Eppure è quanto sta accadendo alla chetichella, con un governo finora sordo a ogni sollecitazione per evitare l'ennesimo colpo sulle produzioni italiane (e liguri in particolare). È vero che in tutto ciò esiste la colpevole complicità dell'Unione europea, la cui politica sembra tesa a una liberalizzazione degna di miglior causa. Ma finora la voce del nostro Paese è stata fin troppo flebile, per non dire assente, in un processo di difesa delle imprese che altre cancellerie, invece, stanno portando avanti con crescente forza, e persino arroganza.

L'ultimo grido di allarme si è levato da Imperia, per bocca di Enrico Lupi, presidente delle Città dell'Olio, organizzazione che raggruppa le principali località italiane dove si produce il cosiddetto "oro verde": "Ciò che viene descritto in etichetta - afferma Lupi - deve corrispondere a verità e bisogna punire davvero i malfattori. La cultura del prodotto, ovvero l'origine, il territorio, l'ambiente, il paesaggio, la storia, le persone (gli olivicoltori) sono valori che non hanno eguali e non possono essere mortificati da norme che non garantiscono la trasparenza e soprattutto non condannano fortemente chi opera in modo illecito".

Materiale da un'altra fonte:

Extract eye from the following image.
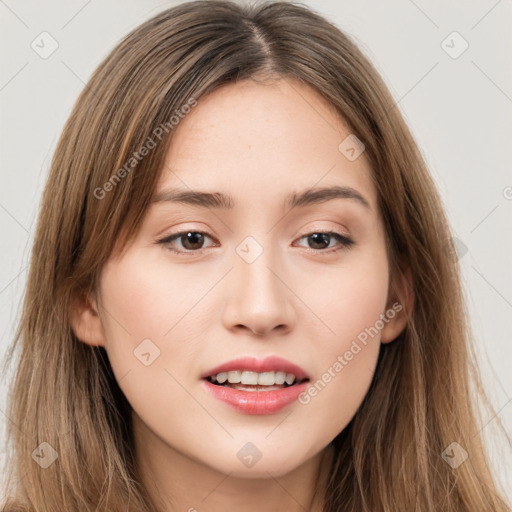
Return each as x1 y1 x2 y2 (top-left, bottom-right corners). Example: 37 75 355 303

Quella di Lupi, però, se non è una voce isolata poco ci manca. A parte qualche parlamentare territoriale (per esempio il grillino pugliese L'Abbate), infatti, finora non si è visto il necessario spiegamento di forze, politiche e istituzionali, che invece dovrebbero incalzare il governo, di Roma e di Bruxelles, per impedire uno scempio e una vergogna al tempo stesso.

La difesa dell'origine dell'olio, e più in generale dell'agroalimentare italiano, costituisce anche la difesa della dieta mediterranea, una cultura che si muove in parallelo e in stretto contatto con le più avanzate indicazioni sanitarie sul modo migliore di cibarsi. E se ciò non bastasse bisogna considerare la portata economica di questa battaglia, che non è figlia di una moda, bensì di un interesse economico nazionale, palesemente messo in pericolo dalla volontà di lucrare enormi benefici da parte di altri Paesi Ue (e non solo).

Qui non si tratta di mettere in campo decisioni o strategie protezionistiche tipo i dazi di antica memoria, ma semplicemente di pretendere la necessaria chiarezza sull'origine dei prodotti, l'olio in particolare, già duramente messa alla prova da pratiche illegali che nella contraffazione nominale possono poi trovare uno sbocco ancor peggiore nella commercializzazione di intrugli dannosi alla salute. Fermo restando che la sola tutela della qualità basta e avanza per rivendicare un'etichetta trasparente e fedele all'interesse dei consumatori.

Chi decide di nutrirsi con un prodotto "improprio" ha diritto di farlo consapevolmente e a maggior ragione questa consapevolezza va riconosciuta a chi sceglie di spendere qualche euro in più per portare in tavola un prodotto che ritiene al top della gamma. Depenalizzare la frode sull'origine dell'olio, come fa quel decreto legislativo, invece, è il modo migliore per consegnare i consumatori al destino di pagare senza avere. Cornuti e mazziati.